The median age in the city was 38.3 years. 25.5% of residents were under the age of 18; 8.3% were between the ages of 18 and 24; 22.4% were from 25 to 44; 29.2% were from 45 to 64; and 14.6% were 65 years of age or older. The gender makeup of the city was 45.8% male and 54.2% female.

===2000 census===
As of the census of 2000, there were 194 people, 77 households, and 49 families living in the city. The population density was 501.0 PD/sqmi. There were 80 housing units at an average density of 208.7 /sqmi. The racial makeup of the city was 100.00% White.

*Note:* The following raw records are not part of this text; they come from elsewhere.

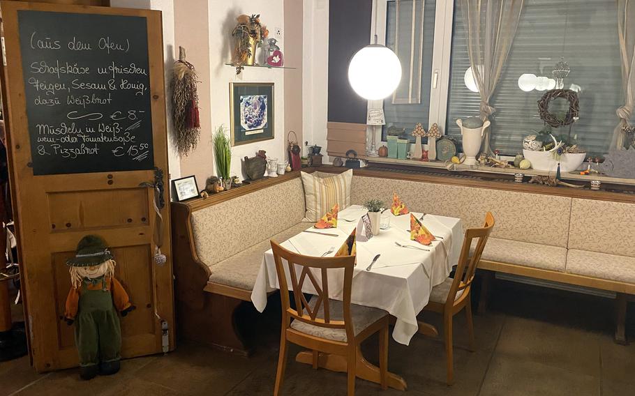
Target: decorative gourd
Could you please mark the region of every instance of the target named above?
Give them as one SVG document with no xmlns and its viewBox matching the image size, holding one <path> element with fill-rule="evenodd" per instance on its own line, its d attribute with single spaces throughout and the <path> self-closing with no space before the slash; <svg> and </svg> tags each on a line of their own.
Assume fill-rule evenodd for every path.
<svg viewBox="0 0 635 396">
<path fill-rule="evenodd" d="M 525 159 L 525 157 L 522 154 L 518 153 L 516 155 L 516 157 L 514 158 L 514 166 L 516 167 L 520 167 L 521 161 Z"/>
</svg>

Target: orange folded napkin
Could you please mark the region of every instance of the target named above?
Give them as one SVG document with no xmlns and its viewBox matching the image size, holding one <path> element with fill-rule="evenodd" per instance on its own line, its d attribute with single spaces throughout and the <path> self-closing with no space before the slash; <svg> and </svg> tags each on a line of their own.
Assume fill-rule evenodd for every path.
<svg viewBox="0 0 635 396">
<path fill-rule="evenodd" d="M 320 220 L 315 223 L 315 228 L 324 229 L 327 228 L 337 228 L 337 211 L 339 206 L 337 204 L 327 214 L 323 215 Z"/>
<path fill-rule="evenodd" d="M 334 257 L 355 256 L 357 254 L 357 247 L 355 243 L 355 230 L 356 229 L 353 229 L 353 231 L 350 233 L 344 243 L 338 249 Z"/>
<path fill-rule="evenodd" d="M 398 216 L 399 215 L 407 215 L 410 213 L 408 208 L 405 207 L 405 204 L 401 201 L 401 199 L 397 196 L 396 192 L 393 193 L 391 211 L 392 212 L 392 214 L 396 216 Z"/>
<path fill-rule="evenodd" d="M 424 224 L 410 213 L 410 241 L 416 241 L 421 245 L 430 245 L 435 238 Z"/>
</svg>

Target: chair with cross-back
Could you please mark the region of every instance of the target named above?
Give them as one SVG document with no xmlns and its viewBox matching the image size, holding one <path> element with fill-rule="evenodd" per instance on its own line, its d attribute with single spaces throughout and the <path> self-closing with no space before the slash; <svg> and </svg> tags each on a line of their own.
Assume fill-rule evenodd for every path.
<svg viewBox="0 0 635 396">
<path fill-rule="evenodd" d="M 276 270 L 282 300 L 282 331 L 280 356 L 274 395 L 281 393 L 287 360 L 287 342 L 313 351 L 313 366 L 318 368 L 320 352 L 346 358 L 348 394 L 355 393 L 357 351 L 359 344 L 379 332 L 381 386 L 387 388 L 388 312 L 382 310 L 351 304 L 354 256 L 313 257 L 287 250 L 271 241 Z M 329 298 L 329 273 L 343 271 L 343 301 Z M 330 272 L 329 272 L 330 271 Z M 289 287 L 290 279 L 291 287 Z M 304 287 L 305 282 L 311 285 Z M 331 283 L 331 285 L 333 284 Z M 312 288 L 311 287 L 312 287 Z M 315 295 L 307 301 L 303 293 Z M 291 307 L 291 290 L 295 309 Z"/>
<path fill-rule="evenodd" d="M 424 308 L 443 315 L 444 337 L 447 365 L 447 381 L 451 385 L 454 381 L 454 369 L 452 358 L 452 318 L 465 309 L 468 333 L 470 337 L 470 349 L 475 349 L 474 325 L 472 321 L 472 281 L 476 272 L 485 244 L 494 227 L 494 216 L 488 212 L 485 215 L 485 224 L 480 228 L 465 230 L 465 238 L 461 247 L 461 256 L 454 273 L 454 277 L 432 288 L 430 302 Z M 475 240 L 476 248 L 470 255 L 470 247 Z"/>
</svg>

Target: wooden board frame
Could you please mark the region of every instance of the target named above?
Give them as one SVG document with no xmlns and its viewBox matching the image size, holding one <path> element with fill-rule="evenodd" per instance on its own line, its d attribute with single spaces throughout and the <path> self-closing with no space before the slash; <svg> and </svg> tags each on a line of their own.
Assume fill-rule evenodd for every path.
<svg viewBox="0 0 635 396">
<path fill-rule="evenodd" d="M 164 171 L 164 183 L 167 183 L 167 147 L 166 133 L 165 93 L 163 71 L 163 45 L 161 13 L 159 11 L 128 8 L 110 8 L 100 6 L 28 3 L 23 1 L 0 2 L 5 34 L 6 66 L 0 64 L 0 77 L 4 104 L 7 148 L 9 162 L 15 224 L 19 244 L 19 259 L 23 285 L 23 296 L 29 332 L 29 351 L 31 361 L 39 372 L 74 367 L 77 356 L 74 349 L 59 349 L 54 281 L 50 278 L 52 253 L 74 251 L 77 241 L 89 231 L 72 229 L 50 232 L 48 216 L 47 195 L 51 192 L 74 191 L 114 191 L 119 189 L 140 189 L 142 181 L 152 183 L 152 170 L 123 172 L 98 172 L 34 176 L 29 167 L 31 155 L 26 114 L 24 79 L 17 26 L 17 10 L 32 10 L 85 14 L 130 15 L 144 17 L 147 20 L 148 57 L 150 74 L 150 98 L 152 112 L 154 159 L 156 166 Z M 24 133 L 24 131 L 27 131 Z M 152 241 L 155 229 L 155 215 L 152 200 L 154 190 L 146 188 L 149 218 L 143 224 L 128 227 L 97 227 L 90 232 L 98 232 L 112 246 L 135 246 L 148 245 L 151 254 L 155 245 Z M 165 189 L 168 200 L 169 188 Z M 94 208 L 94 210 L 98 210 Z M 170 229 L 170 205 L 161 211 L 163 225 Z M 68 226 L 67 226 L 68 227 Z M 122 231 L 122 230 L 124 230 Z M 170 349 L 174 348 L 174 319 L 172 290 L 172 254 L 170 233 L 164 232 L 162 252 L 167 257 L 167 263 L 151 270 L 151 300 L 156 314 L 167 321 L 170 328 Z M 45 267 L 48 266 L 47 271 Z M 147 307 L 143 307 L 147 308 Z M 160 352 L 160 326 L 156 319 L 155 336 L 148 337 L 133 335 L 124 338 L 122 356 L 133 357 Z"/>
</svg>

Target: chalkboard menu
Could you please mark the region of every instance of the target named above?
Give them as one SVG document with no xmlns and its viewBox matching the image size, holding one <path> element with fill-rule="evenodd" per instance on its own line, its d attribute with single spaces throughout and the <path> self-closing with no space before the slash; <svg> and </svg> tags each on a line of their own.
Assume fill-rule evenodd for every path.
<svg viewBox="0 0 635 396">
<path fill-rule="evenodd" d="M 146 18 L 18 10 L 35 175 L 153 169 Z"/>
</svg>

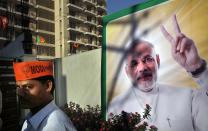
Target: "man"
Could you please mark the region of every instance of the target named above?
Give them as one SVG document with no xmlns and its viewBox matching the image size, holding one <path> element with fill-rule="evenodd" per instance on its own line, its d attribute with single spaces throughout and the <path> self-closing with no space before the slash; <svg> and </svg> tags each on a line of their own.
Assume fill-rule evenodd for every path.
<svg viewBox="0 0 208 131">
<path fill-rule="evenodd" d="M 159 55 L 146 41 L 134 40 L 127 56 L 126 73 L 133 83 L 127 92 L 116 97 L 108 112 L 121 111 L 142 114 L 146 104 L 152 107 L 147 120 L 159 131 L 208 130 L 208 70 L 195 43 L 181 33 L 176 16 L 173 17 L 176 38 L 162 26 L 161 30 L 172 46 L 172 56 L 201 86 L 200 89 L 177 88 L 156 83 L 160 66 Z"/>
<path fill-rule="evenodd" d="M 53 65 L 49 61 L 14 63 L 20 105 L 30 109 L 22 131 L 75 131 L 70 119 L 53 100 Z"/>
</svg>

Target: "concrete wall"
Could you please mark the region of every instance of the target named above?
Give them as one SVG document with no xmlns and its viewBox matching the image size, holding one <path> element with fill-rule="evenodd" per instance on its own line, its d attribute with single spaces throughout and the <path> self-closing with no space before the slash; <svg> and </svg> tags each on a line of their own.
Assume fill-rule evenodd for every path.
<svg viewBox="0 0 208 131">
<path fill-rule="evenodd" d="M 55 60 L 56 103 L 100 105 L 101 49 Z"/>
</svg>

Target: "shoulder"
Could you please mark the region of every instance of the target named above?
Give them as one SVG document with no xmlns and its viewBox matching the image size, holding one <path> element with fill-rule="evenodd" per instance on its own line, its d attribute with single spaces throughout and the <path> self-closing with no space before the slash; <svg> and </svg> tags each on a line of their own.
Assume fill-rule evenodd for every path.
<svg viewBox="0 0 208 131">
<path fill-rule="evenodd" d="M 121 106 L 124 106 L 125 103 L 129 103 L 129 101 L 133 97 L 131 89 L 126 90 L 122 94 L 113 98 L 108 106 L 108 113 L 119 114 L 120 110 L 122 110 Z"/>
<path fill-rule="evenodd" d="M 44 120 L 45 129 L 48 130 L 74 130 L 74 126 L 69 117 L 58 107 L 55 108 Z"/>
<path fill-rule="evenodd" d="M 175 95 L 175 94 L 191 94 L 193 89 L 191 87 L 178 87 L 172 85 L 158 84 L 161 94 Z"/>
</svg>

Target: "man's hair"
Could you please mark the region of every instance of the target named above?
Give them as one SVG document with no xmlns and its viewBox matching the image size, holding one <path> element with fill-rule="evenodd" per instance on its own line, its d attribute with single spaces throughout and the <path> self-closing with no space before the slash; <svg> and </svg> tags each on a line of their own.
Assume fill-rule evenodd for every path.
<svg viewBox="0 0 208 131">
<path fill-rule="evenodd" d="M 53 76 L 42 76 L 42 77 L 34 78 L 33 80 L 37 80 L 42 84 L 46 84 L 47 81 L 51 81 L 52 82 L 51 94 L 53 95 L 55 89 L 55 81 Z"/>
</svg>

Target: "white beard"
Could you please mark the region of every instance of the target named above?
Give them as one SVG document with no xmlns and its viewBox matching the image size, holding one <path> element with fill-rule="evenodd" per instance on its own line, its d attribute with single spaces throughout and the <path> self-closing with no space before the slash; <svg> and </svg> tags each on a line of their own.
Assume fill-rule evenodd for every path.
<svg viewBox="0 0 208 131">
<path fill-rule="evenodd" d="M 137 85 L 137 87 L 143 92 L 149 92 L 156 86 L 156 81 L 146 81 L 142 84 Z"/>
</svg>

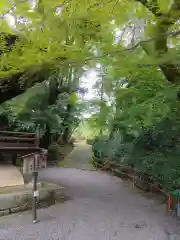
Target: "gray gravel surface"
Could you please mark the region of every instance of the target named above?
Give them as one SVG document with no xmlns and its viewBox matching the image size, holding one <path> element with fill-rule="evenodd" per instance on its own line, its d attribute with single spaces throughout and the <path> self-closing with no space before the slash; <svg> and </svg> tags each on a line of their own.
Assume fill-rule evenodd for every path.
<svg viewBox="0 0 180 240">
<path fill-rule="evenodd" d="M 69 200 L 38 210 L 35 225 L 31 212 L 0 218 L 0 240 L 178 239 L 173 234 L 179 233 L 180 224 L 156 200 L 114 176 L 49 168 L 40 171 L 39 179 L 65 186 Z"/>
</svg>

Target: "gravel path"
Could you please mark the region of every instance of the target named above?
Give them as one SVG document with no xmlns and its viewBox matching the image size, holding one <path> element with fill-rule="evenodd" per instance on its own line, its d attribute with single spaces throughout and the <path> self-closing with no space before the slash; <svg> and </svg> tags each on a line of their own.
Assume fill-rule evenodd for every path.
<svg viewBox="0 0 180 240">
<path fill-rule="evenodd" d="M 88 162 L 86 145 L 75 149 L 76 156 L 85 149 L 83 159 Z M 74 161 L 80 167 L 78 159 Z M 167 234 L 178 233 L 176 221 L 166 217 L 155 200 L 116 177 L 74 168 L 45 169 L 39 177 L 65 186 L 70 199 L 39 210 L 41 221 L 36 225 L 31 223 L 31 212 L 0 218 L 0 240 L 178 239 Z"/>
</svg>

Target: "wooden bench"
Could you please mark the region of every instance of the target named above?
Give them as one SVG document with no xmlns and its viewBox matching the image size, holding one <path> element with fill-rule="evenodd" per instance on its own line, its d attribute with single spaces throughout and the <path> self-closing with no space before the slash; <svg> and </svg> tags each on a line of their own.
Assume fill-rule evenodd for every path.
<svg viewBox="0 0 180 240">
<path fill-rule="evenodd" d="M 39 140 L 38 130 L 34 133 L 0 131 L 0 161 L 6 163 L 11 159 L 11 163 L 16 166 L 17 155 L 40 152 Z"/>
<path fill-rule="evenodd" d="M 3 151 L 39 151 L 39 132 L 0 131 L 0 152 Z"/>
</svg>

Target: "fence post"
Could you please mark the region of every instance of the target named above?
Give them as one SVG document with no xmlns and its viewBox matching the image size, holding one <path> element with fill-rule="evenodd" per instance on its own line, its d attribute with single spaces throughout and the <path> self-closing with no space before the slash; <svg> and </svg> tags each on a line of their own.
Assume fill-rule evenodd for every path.
<svg viewBox="0 0 180 240">
<path fill-rule="evenodd" d="M 39 147 L 40 144 L 40 126 L 39 124 L 36 127 L 36 147 Z"/>
<path fill-rule="evenodd" d="M 39 192 L 37 191 L 37 178 L 38 178 L 38 172 L 36 170 L 36 161 L 37 161 L 37 155 L 34 155 L 33 158 L 33 204 L 32 204 L 32 215 L 33 215 L 33 223 L 38 223 L 39 220 L 37 220 L 37 198 L 39 197 Z"/>
</svg>

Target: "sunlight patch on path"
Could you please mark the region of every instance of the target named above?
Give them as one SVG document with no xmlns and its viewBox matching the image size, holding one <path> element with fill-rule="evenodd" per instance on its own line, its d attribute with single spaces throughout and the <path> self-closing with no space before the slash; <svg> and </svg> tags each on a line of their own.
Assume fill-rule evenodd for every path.
<svg viewBox="0 0 180 240">
<path fill-rule="evenodd" d="M 59 167 L 95 170 L 92 165 L 92 147 L 84 142 L 78 143 L 73 151 L 58 164 Z"/>
</svg>

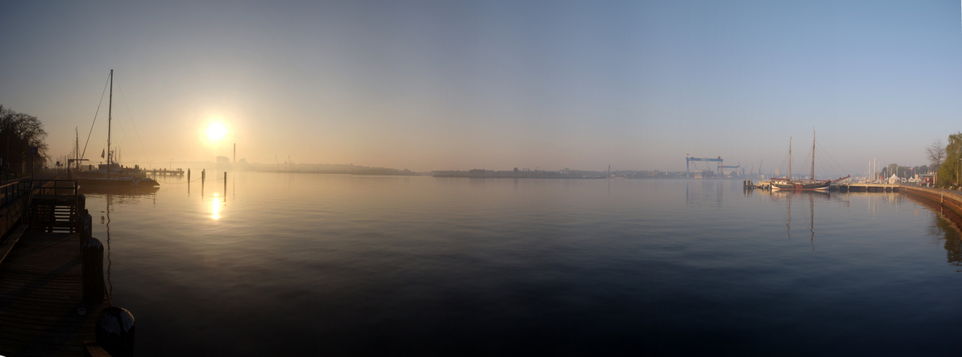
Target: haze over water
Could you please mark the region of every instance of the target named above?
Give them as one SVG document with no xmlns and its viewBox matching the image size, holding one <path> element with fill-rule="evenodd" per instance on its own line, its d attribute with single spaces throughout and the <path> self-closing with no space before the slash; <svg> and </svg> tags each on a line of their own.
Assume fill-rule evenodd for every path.
<svg viewBox="0 0 962 357">
<path fill-rule="evenodd" d="M 201 194 L 166 180 L 88 194 L 139 355 L 960 344 L 958 233 L 898 193 L 241 171 Z"/>
</svg>

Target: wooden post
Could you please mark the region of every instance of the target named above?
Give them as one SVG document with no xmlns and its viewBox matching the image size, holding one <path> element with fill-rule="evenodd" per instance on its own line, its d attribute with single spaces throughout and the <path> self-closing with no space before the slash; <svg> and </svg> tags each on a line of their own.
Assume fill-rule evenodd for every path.
<svg viewBox="0 0 962 357">
<path fill-rule="evenodd" d="M 104 300 L 104 244 L 89 238 L 80 248 L 84 304 L 95 306 Z"/>
<path fill-rule="evenodd" d="M 137 320 L 127 309 L 111 306 L 97 317 L 97 344 L 113 357 L 134 355 L 134 332 Z"/>
</svg>

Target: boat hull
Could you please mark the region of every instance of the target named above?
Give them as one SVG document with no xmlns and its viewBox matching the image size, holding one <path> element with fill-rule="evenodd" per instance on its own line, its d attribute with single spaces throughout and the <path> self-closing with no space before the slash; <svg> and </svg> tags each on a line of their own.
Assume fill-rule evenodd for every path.
<svg viewBox="0 0 962 357">
<path fill-rule="evenodd" d="M 795 191 L 828 191 L 831 182 L 791 182 L 772 181 L 772 190 L 795 190 Z"/>
<path fill-rule="evenodd" d="M 77 183 L 87 188 L 133 188 L 150 190 L 160 184 L 149 177 L 80 178 Z"/>
</svg>

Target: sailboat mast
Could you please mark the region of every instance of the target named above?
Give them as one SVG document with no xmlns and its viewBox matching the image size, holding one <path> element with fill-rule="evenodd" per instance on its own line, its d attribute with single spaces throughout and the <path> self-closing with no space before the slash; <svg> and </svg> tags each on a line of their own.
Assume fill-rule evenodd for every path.
<svg viewBox="0 0 962 357">
<path fill-rule="evenodd" d="M 73 149 L 73 162 L 77 163 L 77 170 L 80 171 L 80 133 L 77 131 L 77 127 L 73 127 L 73 143 L 76 147 Z"/>
<path fill-rule="evenodd" d="M 812 129 L 812 180 L 815 180 L 815 129 Z"/>
<path fill-rule="evenodd" d="M 111 96 L 107 101 L 107 178 L 111 178 L 111 110 L 114 108 L 114 69 L 111 69 Z"/>
</svg>

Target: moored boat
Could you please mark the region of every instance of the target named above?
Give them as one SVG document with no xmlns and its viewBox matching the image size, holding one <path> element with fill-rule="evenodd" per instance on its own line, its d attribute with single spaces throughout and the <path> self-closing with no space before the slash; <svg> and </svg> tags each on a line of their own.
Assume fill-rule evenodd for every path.
<svg viewBox="0 0 962 357">
<path fill-rule="evenodd" d="M 772 190 L 796 190 L 796 191 L 828 191 L 832 184 L 845 180 L 851 175 L 839 177 L 835 180 L 816 180 L 815 179 L 815 135 L 812 135 L 812 176 L 809 179 L 792 179 L 792 140 L 788 141 L 788 176 L 772 177 L 770 185 Z"/>
</svg>

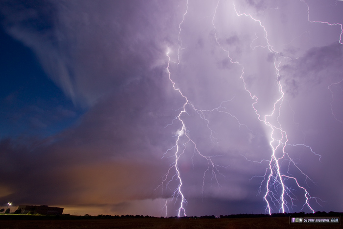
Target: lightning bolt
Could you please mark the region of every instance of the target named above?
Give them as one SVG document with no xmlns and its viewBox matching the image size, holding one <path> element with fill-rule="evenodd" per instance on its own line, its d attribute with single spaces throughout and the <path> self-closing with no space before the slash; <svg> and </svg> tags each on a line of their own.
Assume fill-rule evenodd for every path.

There were 77 households, out of which 33.8% had children under the age of 18 living with them, 57.1% were married couples living together, 3.9% had a female householder with no husband present, and 35.1% were non-families. 32.5% of all households were made up of individuals, and 14.3% had someone living alone who was 65 years of age or older. The average household size was 2.49 and the average family size was 3.18.

In the city, the population was spread out, with 28.6% under the age of 18, 5.7% from 18 to 24, 30.2% from 25 to 44, 20.3% from 45 to 64, and 15.1% who were 65 years of age or older. The median age was 37 years. For every 100 females, there were 93.9 males. For every 100 females age 18 and over, there were 104.5 males.

The median income for a household in the city was $30,938, and the median income for a family was $34,167. Males had a median income of $27,321 versus $15,417 for females. The per capita income for the city was $12,024. About 3.7% of families and 12.9% of the population were below the poverty line, including 14.1% of those under the age of eighteen and 20.7% of those 65 or over.